The end to no-fault evictions was first announced by then-prime minister Theresa May in April 2019, appeared in the Conservatives’ 2019 manifesto and was backed by both Boris Johnson and Liz Truss.

Since the ending of no-fault evictions was first announced in April 2019, a total of 8,320 households in the south west have been kicked out of their homes due to a no-fault eviction using a section 21 notice.

Before the second reading of the Renters (Reform) Bill in the House of Commons in late-October, the government revealed it would not be scrapping Section 21 until the courts system for dealing with housing issues has been reformed.

The Labour Party has claimed that this delay will leave another 3,229 households in the south west facing potential homelessness thanks to eviction by late-January 2025 – the latest the next general election can be held.

Ms Lohneis said: “I find myself, unwillingly, on the front line of this country’s housing crisis, of this country’s treatment of fellow human beings treated as less than human and squeezed on all sides.

“Why have no affordable homes been created? Why are houses being built and no one in the local area can afford them?

“We need urgent, radical systemic change in this country to address the widening inequalities that we all face. Doesn’t everyone deserve a safe and stable home?

“This is the very ugly truth of what is happening in this country, a rich country that could afford to house every single one of its citizens if only it had the will.
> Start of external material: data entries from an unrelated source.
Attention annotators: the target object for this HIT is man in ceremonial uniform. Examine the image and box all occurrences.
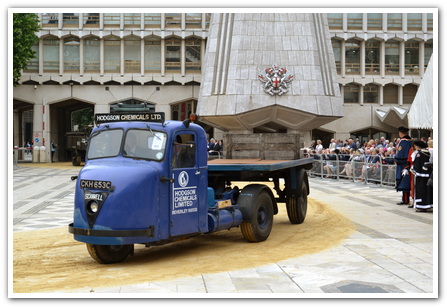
[394,126,412,205]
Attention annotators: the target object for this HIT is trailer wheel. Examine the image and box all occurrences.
[87,243,133,264]
[241,191,273,242]
[286,180,307,224]
[71,155,81,166]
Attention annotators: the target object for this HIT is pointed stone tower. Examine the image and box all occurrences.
[197,13,343,159]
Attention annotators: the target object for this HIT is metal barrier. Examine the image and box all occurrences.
[13,147,33,166]
[309,154,396,187]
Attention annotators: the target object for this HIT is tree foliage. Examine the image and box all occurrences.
[13,13,40,86]
[71,107,94,131]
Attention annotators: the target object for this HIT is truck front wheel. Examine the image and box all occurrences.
[87,243,133,264]
[241,191,273,242]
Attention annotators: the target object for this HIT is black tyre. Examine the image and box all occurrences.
[87,243,133,264]
[241,191,273,242]
[286,180,308,224]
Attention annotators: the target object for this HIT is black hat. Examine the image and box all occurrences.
[397,126,410,133]
[413,140,427,148]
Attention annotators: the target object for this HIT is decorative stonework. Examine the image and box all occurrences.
[258,64,294,96]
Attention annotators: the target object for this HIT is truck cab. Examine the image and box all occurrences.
[69,113,307,263]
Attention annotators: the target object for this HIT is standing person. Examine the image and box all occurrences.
[315,140,323,154]
[51,141,57,163]
[411,141,433,212]
[394,126,412,205]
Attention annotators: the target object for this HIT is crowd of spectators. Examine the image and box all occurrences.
[207,138,223,158]
[303,137,427,185]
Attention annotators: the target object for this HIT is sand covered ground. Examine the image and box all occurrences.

Meanwhile myself and my family face homelessness and the unknown this winter.

“I find myself standing in the metaphorical ruins of my home, my children behind me, doing my best to protect them from the storms to come, as I turn to face the future praying for a miracle.”

Somerset Council declined to comment on the specifics of Ms Lohneis’ case, but said it was doing all it could to provide appropriate, low-cost housing across the county.

A spokesman said: “Homefinder Somerset is a partnership between the Somerset Council and registered providers of social housing (commonly referred to as housing associations) working in Somerset. There are almost 12,000 households registered with Homefinder Somerset.

“Our housing officers work closely with all clients to help them find appropriate housing in the private renting sector, via social housing with housing associations or via the council’s own housing stock.

“There is a very high demand for the limited number of social housing properties in Somerset. Unfortunately, not everyone will be successful in securing a home through Homefinder Somerset.

“All applicants are assessed in the same way, using criteria to ensure fairness and consistency.”